El enorme carruaje volador se había alejado hasta el borde de la ciudad, pero los monjes calvos que volaban a su alrededor todavía eran apenas visibles.

A juzgar por los símbolos del carruaje, pertenecía efectivamente al Templo del Gran Vacío.

—¡Vámonos!

—Lu Zhou apartó la mirada.

—¡Oh!

Pronto se dirigieron al norte de Runan.

Tan pronto como salieron de la ciudad, la Pequeña Yuan’er susurró: —Maestro, nos están siguiendo.

Lu Zhou no dijo nada, solo asintió.

Por eso había estado llevando a la Pequeña Yuan’er con él.

Ella cultivaba el Pergamino de Jade de Suprema Pureza, lo que hacía que su percepción superara con creces la de los cultivadores del mismo reino.

Además, era ingeniosa y podía protegerse incluso si se encontraban con un enemigo fuerte, ahorrándole energía a Lu Zhou.

Lu Zhou había planeado cabalgar en su montura hasta el altar sagrado, but ahora que los seguían, tenía que ocuparse de eso primero.

—¡Por favor, espere un momento, Viejo Señor!

—El acosador finalmente perdió la paciencia.

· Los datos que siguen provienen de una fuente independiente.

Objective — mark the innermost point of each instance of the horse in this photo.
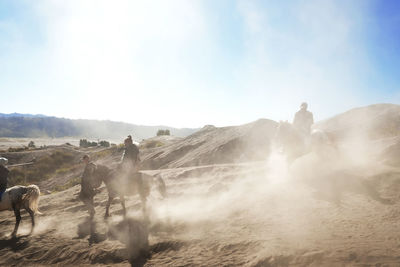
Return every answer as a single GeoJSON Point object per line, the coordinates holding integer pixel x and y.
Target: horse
{"type": "Point", "coordinates": [123, 184]}
{"type": "Point", "coordinates": [18, 197]}
{"type": "Point", "coordinates": [295, 144]}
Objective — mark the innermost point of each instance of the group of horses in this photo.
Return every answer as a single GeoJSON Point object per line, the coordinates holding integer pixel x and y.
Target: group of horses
{"type": "Point", "coordinates": [119, 185]}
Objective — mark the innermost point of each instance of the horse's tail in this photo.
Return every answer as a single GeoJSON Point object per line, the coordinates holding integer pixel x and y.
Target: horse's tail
{"type": "Point", "coordinates": [32, 197]}
{"type": "Point", "coordinates": [161, 186]}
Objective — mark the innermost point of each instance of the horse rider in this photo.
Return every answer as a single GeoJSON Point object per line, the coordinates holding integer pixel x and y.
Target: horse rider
{"type": "Point", "coordinates": [303, 119]}
{"type": "Point", "coordinates": [88, 190]}
{"type": "Point", "coordinates": [3, 175]}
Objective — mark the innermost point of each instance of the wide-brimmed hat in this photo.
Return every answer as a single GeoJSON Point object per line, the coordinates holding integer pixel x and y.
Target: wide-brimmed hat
{"type": "Point", "coordinates": [3, 161]}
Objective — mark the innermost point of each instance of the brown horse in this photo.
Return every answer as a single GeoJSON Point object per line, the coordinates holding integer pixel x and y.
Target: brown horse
{"type": "Point", "coordinates": [120, 184]}
{"type": "Point", "coordinates": [18, 197]}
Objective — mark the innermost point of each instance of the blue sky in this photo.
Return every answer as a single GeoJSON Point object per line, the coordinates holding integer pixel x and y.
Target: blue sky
{"type": "Point", "coordinates": [190, 63]}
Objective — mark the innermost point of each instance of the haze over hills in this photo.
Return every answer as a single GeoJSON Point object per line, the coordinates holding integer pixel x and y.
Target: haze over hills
{"type": "Point", "coordinates": [27, 125]}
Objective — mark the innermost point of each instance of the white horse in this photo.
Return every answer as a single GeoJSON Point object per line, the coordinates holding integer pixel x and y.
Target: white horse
{"type": "Point", "coordinates": [18, 197]}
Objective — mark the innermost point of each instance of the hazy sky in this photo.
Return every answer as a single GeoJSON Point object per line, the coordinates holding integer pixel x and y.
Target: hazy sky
{"type": "Point", "coordinates": [190, 63]}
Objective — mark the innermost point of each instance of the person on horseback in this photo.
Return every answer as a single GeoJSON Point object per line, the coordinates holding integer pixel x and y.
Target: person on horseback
{"type": "Point", "coordinates": [3, 175]}
{"type": "Point", "coordinates": [302, 122]}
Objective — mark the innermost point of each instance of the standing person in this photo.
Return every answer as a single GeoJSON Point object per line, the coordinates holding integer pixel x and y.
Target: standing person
{"type": "Point", "coordinates": [130, 158]}
{"type": "Point", "coordinates": [130, 164]}
{"type": "Point", "coordinates": [3, 176]}
{"type": "Point", "coordinates": [87, 188]}
{"type": "Point", "coordinates": [303, 120]}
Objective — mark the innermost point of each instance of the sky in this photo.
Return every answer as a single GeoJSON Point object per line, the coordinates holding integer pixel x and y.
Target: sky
{"type": "Point", "coordinates": [190, 63]}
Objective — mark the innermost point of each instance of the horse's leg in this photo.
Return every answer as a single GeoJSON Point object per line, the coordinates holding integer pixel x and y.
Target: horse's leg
{"type": "Point", "coordinates": [18, 220]}
{"type": "Point", "coordinates": [122, 199]}
{"type": "Point", "coordinates": [110, 199]}
{"type": "Point", "coordinates": [32, 214]}
{"type": "Point", "coordinates": [90, 207]}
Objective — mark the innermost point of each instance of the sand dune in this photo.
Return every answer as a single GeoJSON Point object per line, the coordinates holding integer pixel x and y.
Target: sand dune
{"type": "Point", "coordinates": [234, 201]}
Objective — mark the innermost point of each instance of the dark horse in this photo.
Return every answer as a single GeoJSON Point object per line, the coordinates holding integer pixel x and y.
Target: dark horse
{"type": "Point", "coordinates": [21, 197]}
{"type": "Point", "coordinates": [120, 184]}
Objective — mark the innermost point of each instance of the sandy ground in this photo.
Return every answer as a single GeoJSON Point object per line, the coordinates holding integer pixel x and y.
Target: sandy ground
{"type": "Point", "coordinates": [223, 215]}
{"type": "Point", "coordinates": [336, 209]}
{"type": "Point", "coordinates": [6, 142]}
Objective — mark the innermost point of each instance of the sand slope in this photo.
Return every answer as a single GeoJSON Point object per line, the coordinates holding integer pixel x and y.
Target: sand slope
{"type": "Point", "coordinates": [221, 211]}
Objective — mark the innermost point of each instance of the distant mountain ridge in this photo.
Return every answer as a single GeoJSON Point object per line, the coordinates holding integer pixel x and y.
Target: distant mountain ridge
{"type": "Point", "coordinates": [28, 125]}
{"type": "Point", "coordinates": [5, 115]}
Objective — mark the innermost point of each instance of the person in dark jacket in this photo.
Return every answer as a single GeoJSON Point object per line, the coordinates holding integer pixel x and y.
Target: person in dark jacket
{"type": "Point", "coordinates": [131, 162]}
{"type": "Point", "coordinates": [3, 176]}
{"type": "Point", "coordinates": [130, 158]}
{"type": "Point", "coordinates": [87, 188]}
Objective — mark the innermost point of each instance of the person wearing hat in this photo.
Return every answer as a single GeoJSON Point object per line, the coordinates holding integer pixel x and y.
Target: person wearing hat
{"type": "Point", "coordinates": [303, 120]}
{"type": "Point", "coordinates": [87, 189]}
{"type": "Point", "coordinates": [3, 175]}
{"type": "Point", "coordinates": [130, 158]}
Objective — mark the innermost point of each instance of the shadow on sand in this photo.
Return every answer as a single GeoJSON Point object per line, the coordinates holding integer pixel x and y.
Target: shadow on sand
{"type": "Point", "coordinates": [15, 243]}
{"type": "Point", "coordinates": [131, 232]}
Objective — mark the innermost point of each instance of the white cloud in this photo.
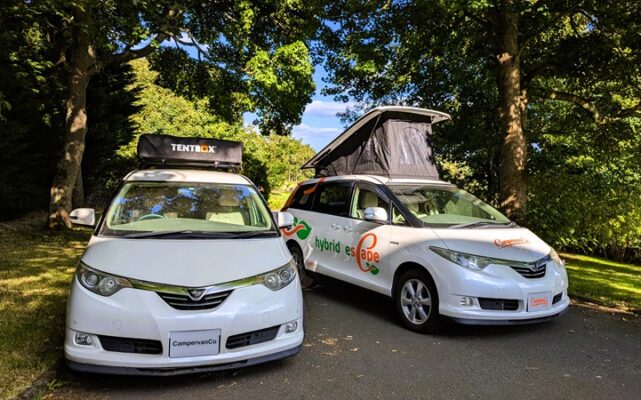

Lu Zhou y la Pequeña Yuan’er se giraron lentamente y vieron a un joven que aparentaba menos de treinta años.

—¿Qué quieres?

—Quiero comprarle algo, Viejo Señor.

La Pequeña Yuan’er dijo enfadada: —¡No vendemos nada!

¡Lárgate!

El joven no le prestó atención a la Pequeña Yuan’er y se limitó a mirar fijamente a Lu Zhou.

—El hecho de que su espada corta pudiera destruir las Espadas Pareja demuestra que es una espada excelente.

Estoy dispuesto a comprarla a un precio elevado —dijo él.

Lu Zhou preguntó con calma: —¿Estuvo usted allí ayer?

El joven asintió.

—Así es.

Ayer tenía la intención de discutir esto con el Viejo Señor, pero había un experto presente y tuve que evitarlo.

Lu Zhou asintió y dijo: —¿Te gustan las espadas?

—Considero las espadas mi vida, y las amo hasta la médula —dijo el hombre lentamente—.

Iba a matar a Zhuo Ping y a tomar las Espadas Pareja, pero no esperaba que alguien lo matara antes de que yo pudiera hacer nada.

Es una pena que el experto también destruyera la espada…

Qué lástima…

—Sus palabras estaban llenas de pesar por la espada.

—¿Quién es ese experto?

—No lo vi.

Sin embargo, su verdadera identidad no es difícil de adivinar.

En este mundo, solo hay tres personas que pueden usar las espadas a un nivel tan extremo.

—Por un momento, el joven pareció haber olvidado su objetivo mientras continuaba—: Uno de ellos es el patriarca villano del Pabellón del Cielo Maligno, Ji Tiandao, que es también a quien más temo…

La Pequeña Yuan’er se tapó la sonrisa con una mano y dijo: —¡Entonces deberías estar corriendo ahora mismo!